第260話 移動日そして温泉別荘

 本日は移動日だ。

 ヌクシナからカナヤ・マーまではまっすぐ行っても暴走ボートで1時間程度。

 なので移動魔法は使わない。

 そして途中マキの街で大々的に買い出しをする。

 なおマキの街はニシーハラ侯爵領、つまりヨーコ先輩の領地の中心地。

 今回はニシーハラ侯爵宅の船着き場に蒸気ボートをつけ、全員でお買い物だ。


「服も革製品が多いんですね」

「酪農が盛んだし標高高めだからちょっと寒いしさ。服の他にバッグなんかも結構革製で安くていいのがあるぞ」

「本当なのだ。カーミヤと比べて安いのだ」

「でもお前はもうバッグ山ほどあるだろ」

「欲しいと思ったものは手に入れておかないと後で後悔するのだ」

 フルエさんとタカス君のやりとりはまあいつも通りだ。

 でもこういった街でのお買い物に慣れていないオマーチの3人もついふらふらとしてしまう訳で……


「オマーチではこういった革コートが必要な程寒い日はあまり無いのですけれど……いいですね、これ」

「あの革製の背負い式バッグ可愛いです。物も入りそうだしどうしようかな」

 ちなみに俺が見ると女子小学生用の赤いランドセルにしか見えないデザインだ。

 ここにも日本からの転生者がいたに違いない、きっと。

 そう思うのは俺の邪推なのだろうか。

「食べ物はチーズや牛肉が安い」

「酪農が盛んだからな」

「あのヨーグルトの屋台、美味しそう」

 甘いホットヨーグルト。

 最初はホットのヨーグルトなんてと思ったがなかなか美味しい。

 つい全員で買って飲みながら歩いたりする。

 ここの街はそこそこ寒いからこういう暖かい飲み物がまたいいのだ。


 結果的に色々ぐだぐだと買い物をして、持ちきれなくなったから移動魔法の応用でボートから荷車を取り寄せて乗せて運ぶ始末。
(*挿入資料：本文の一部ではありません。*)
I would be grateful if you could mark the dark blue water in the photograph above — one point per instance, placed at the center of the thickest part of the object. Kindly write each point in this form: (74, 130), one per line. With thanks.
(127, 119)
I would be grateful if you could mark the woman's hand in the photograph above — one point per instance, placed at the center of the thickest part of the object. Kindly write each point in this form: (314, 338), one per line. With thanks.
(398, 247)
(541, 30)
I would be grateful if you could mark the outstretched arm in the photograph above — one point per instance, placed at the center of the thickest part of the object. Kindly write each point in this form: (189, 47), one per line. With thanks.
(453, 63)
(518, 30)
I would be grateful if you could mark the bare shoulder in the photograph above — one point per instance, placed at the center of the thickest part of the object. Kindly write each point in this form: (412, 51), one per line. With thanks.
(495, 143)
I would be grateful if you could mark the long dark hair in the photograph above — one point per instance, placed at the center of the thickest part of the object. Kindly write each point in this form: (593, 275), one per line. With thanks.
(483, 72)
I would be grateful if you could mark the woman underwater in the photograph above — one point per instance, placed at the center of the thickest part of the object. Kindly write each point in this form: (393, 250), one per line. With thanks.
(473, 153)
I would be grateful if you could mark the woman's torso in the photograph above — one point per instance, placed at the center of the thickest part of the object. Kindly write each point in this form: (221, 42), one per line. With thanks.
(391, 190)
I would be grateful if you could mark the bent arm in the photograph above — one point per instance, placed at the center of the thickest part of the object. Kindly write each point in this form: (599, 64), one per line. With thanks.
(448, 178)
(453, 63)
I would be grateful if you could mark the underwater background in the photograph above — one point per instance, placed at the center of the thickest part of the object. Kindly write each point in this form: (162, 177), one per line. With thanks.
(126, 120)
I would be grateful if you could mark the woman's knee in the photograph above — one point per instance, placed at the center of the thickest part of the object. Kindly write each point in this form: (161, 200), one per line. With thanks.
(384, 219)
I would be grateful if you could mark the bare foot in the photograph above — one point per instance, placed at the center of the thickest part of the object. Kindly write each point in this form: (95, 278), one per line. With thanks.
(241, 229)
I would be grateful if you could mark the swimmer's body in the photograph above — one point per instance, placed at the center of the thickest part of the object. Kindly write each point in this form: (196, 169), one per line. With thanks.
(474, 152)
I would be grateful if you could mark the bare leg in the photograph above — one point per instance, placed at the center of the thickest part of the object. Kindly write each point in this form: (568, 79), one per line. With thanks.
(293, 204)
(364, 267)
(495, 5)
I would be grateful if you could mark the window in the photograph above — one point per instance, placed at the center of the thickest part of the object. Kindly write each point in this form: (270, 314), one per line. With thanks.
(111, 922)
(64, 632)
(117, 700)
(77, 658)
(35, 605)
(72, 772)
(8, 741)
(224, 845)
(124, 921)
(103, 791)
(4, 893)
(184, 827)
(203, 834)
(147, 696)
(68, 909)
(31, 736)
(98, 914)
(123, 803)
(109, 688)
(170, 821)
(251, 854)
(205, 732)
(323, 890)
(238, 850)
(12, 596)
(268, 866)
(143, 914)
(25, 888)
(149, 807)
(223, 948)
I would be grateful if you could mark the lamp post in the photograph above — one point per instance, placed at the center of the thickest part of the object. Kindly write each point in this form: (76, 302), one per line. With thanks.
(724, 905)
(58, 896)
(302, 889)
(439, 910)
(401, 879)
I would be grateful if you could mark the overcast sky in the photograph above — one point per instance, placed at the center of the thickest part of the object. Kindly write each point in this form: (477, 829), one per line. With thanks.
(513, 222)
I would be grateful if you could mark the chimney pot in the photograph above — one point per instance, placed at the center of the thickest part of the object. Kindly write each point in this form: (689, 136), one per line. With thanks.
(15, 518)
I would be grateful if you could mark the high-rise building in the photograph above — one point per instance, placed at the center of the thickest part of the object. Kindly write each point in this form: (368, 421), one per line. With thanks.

 ただ俺もクリームチーズ大量とか生クリームとか色々買いこんだからあまり人の事は言えない。

 いや単にバスク風焼きチーズケーキが食べたいなと思っただけなのだ。

 ウージナなら姉の店で予約しておけばいい。

 でも旅先では俺が材料を集めて作るしかないわけだ。

 それが14人分かける数回分となると材料が大量になるだけ。

 それだけなのだ。


 そんな重い荷物と14人を乗せると蒸気ボートはもうめいっぱい。

 元々は軍人20人でガシガシ漕いで進むタイプの高速連絡用ボート。

 後部スペースを石炭庫と蒸気機関にとられているがかなりの人と物が載る筈。

 ただそれ以上に今回の買い物が強烈だった。

 今は必要がない物は移動魔法でオマーチなりウージナなりに送ったけれど。

 なおユキ先輩が購入した『高品質で平滑な紙大量、上質なインク、ペン先各種』は必要な品として防水を厳密にしたうえで積載している。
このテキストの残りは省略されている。